All blog content is for information purposes. Any reference to indivisual stocks, indexes, or other securities as well as all graphs and tables are not recommendation but only referenced for illustration purposes.
The Flex and Market Downturns
If you want an investment that always goes up when the market goes down, it requires having an investment that always goes down when the market goes up. This is not what the Flex Strategy does!
Low Correlation…NOT Negatively Correlated
The Flex has low correlation to the S&P 500. This means that the direction of the S&P 500 does not have a meaningful impact on the direction of the Flex’s performance. In other words, when the S&P 500 is down like it has been the past week and a half, the Flex could be down, could be up, or could be flat…they are generally disconnected but NOT inversely connected (negatively correlated).
This disconnected performance between the Flex and S&P 500 has been demonstrated over and over since its launch more than 10 years ago. The table below illustrates this.
S&P 500 Declines of -5% or More
This table includes every decline of the S&P 500 by -5% or more since the launch of the Flex in January 2010. The performance of the Flex is included as well along with the difference between the two in the far right column.
A positive in the Difference column occurs when the Flex has done better than the S&P 500. As this data clearly demonstrates, when the S&P 500 is down the Flex sometimes does better and other times does worse than the S&P 500. Remember these are all of the periods when the S&P 500 has declined by at least -5%.
Length of Time Makes a Difference
When investing, the longer the time period, the more likely it is that we get what we expect.
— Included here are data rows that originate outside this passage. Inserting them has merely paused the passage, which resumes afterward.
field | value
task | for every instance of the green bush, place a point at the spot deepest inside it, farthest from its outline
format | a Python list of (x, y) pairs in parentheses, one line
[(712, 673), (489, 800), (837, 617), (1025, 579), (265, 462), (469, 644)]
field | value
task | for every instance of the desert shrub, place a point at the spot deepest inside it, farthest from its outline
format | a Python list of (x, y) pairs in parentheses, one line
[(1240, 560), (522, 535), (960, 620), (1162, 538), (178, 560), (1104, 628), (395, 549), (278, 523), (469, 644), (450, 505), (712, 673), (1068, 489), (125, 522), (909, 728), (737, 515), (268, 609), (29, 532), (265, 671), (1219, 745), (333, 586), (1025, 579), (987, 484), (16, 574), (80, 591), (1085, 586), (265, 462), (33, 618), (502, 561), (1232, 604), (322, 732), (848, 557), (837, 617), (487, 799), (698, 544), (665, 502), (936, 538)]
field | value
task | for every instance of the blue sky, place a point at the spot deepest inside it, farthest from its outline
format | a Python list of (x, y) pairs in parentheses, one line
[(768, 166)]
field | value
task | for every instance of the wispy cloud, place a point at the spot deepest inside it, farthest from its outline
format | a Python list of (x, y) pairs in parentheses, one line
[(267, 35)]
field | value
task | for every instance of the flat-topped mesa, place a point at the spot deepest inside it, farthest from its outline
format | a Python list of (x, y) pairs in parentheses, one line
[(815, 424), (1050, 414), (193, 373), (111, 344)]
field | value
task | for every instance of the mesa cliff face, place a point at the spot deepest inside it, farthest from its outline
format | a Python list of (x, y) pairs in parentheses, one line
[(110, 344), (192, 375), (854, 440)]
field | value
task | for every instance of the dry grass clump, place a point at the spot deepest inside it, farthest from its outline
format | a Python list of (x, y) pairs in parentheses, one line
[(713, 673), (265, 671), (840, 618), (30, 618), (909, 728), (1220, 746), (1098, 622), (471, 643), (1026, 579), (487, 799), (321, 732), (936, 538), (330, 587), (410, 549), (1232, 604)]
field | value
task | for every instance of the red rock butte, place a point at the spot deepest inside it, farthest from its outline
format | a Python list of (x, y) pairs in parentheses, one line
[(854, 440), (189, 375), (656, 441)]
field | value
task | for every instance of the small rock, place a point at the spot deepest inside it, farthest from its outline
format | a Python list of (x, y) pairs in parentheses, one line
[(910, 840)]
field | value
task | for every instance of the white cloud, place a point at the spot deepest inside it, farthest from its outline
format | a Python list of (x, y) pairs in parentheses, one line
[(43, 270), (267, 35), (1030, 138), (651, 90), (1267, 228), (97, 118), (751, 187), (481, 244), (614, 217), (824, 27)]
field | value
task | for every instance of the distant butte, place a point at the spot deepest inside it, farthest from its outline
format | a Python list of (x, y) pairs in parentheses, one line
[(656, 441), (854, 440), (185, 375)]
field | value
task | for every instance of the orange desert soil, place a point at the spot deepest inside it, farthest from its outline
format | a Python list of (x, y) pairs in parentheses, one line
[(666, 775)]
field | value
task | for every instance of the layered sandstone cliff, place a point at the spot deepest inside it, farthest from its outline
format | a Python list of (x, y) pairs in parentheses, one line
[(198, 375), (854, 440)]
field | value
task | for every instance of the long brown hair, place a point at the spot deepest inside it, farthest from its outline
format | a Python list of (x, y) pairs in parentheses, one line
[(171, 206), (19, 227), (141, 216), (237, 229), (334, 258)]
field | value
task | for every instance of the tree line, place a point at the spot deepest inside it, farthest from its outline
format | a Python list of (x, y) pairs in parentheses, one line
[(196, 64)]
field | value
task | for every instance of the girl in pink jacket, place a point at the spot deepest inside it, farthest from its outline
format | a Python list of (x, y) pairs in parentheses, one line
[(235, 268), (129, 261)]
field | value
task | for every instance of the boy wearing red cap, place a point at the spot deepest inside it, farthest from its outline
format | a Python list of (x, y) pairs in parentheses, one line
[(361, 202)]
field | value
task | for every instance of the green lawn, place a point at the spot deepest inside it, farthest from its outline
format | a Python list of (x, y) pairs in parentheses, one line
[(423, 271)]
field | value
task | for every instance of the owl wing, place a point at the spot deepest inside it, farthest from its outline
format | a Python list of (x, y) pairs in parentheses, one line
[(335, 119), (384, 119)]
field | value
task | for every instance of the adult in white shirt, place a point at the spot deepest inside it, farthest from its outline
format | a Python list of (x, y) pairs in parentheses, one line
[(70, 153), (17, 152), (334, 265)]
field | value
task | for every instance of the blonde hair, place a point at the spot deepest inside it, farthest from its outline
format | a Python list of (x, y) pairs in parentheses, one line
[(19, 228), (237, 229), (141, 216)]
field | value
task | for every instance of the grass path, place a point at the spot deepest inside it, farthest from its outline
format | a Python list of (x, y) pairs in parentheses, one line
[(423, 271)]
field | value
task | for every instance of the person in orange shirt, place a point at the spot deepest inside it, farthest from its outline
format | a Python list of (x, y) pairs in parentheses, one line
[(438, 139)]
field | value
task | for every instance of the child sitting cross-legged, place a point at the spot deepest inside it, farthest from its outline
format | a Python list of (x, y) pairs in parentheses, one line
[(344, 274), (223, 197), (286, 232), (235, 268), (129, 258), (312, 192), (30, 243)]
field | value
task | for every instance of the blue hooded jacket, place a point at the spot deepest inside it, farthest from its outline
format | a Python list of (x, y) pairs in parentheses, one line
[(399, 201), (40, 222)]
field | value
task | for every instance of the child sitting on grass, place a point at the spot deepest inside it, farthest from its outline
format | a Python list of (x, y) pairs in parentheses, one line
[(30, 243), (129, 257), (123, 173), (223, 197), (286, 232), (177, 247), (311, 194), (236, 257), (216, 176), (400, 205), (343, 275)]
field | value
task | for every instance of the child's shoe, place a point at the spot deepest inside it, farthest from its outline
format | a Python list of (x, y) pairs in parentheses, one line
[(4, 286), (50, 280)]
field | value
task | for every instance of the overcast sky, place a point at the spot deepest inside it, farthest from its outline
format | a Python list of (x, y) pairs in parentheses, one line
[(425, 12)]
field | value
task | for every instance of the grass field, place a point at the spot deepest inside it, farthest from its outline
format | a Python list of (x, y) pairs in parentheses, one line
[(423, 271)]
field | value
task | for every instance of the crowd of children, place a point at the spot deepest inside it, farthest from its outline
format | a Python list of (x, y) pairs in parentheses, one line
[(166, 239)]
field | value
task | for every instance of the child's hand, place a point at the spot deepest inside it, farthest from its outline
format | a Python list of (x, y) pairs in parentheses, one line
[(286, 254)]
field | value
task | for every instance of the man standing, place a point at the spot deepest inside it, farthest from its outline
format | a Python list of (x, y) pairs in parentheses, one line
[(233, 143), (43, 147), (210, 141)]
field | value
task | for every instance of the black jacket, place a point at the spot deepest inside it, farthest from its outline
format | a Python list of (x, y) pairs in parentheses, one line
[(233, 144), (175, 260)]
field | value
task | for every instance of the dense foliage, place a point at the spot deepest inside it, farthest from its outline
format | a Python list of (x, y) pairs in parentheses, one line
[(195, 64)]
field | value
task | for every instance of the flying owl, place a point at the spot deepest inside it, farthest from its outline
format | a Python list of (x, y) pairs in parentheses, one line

For example, investors generally expect stocks to perform better than bonds. This is true over longer period of time but certainly not all shorter periods of time. The same is true with the Flex and our expectations.
In the table above I highlighted all of the periods when the S&P 500 declines occurred in 30 days or less…shorter periods of time. Of these six short declines, the Flex did better only twice. In the eight other periods when the S&P 500’s decline persisted for more than 30 days, the Flex did better than the S&P 500 in all but one. Clearly the more time that passes, the more likely it is that the Flex helps mitigate some losses in down markets.
Performing Exactly as Expected
Every bit of evidence and research demonstrates the Flex is performing just as expected. If this market decline persists, I would expect the Flex to gain ground on the S&P 500 and help reduce losses in a diversified portfolio. Furthermore, I expect the Flex to continue outperforming the S&P 500 over longer periods of time, regardless if it is a bull market or bear market, just as it has since its launch more than 10 years ago.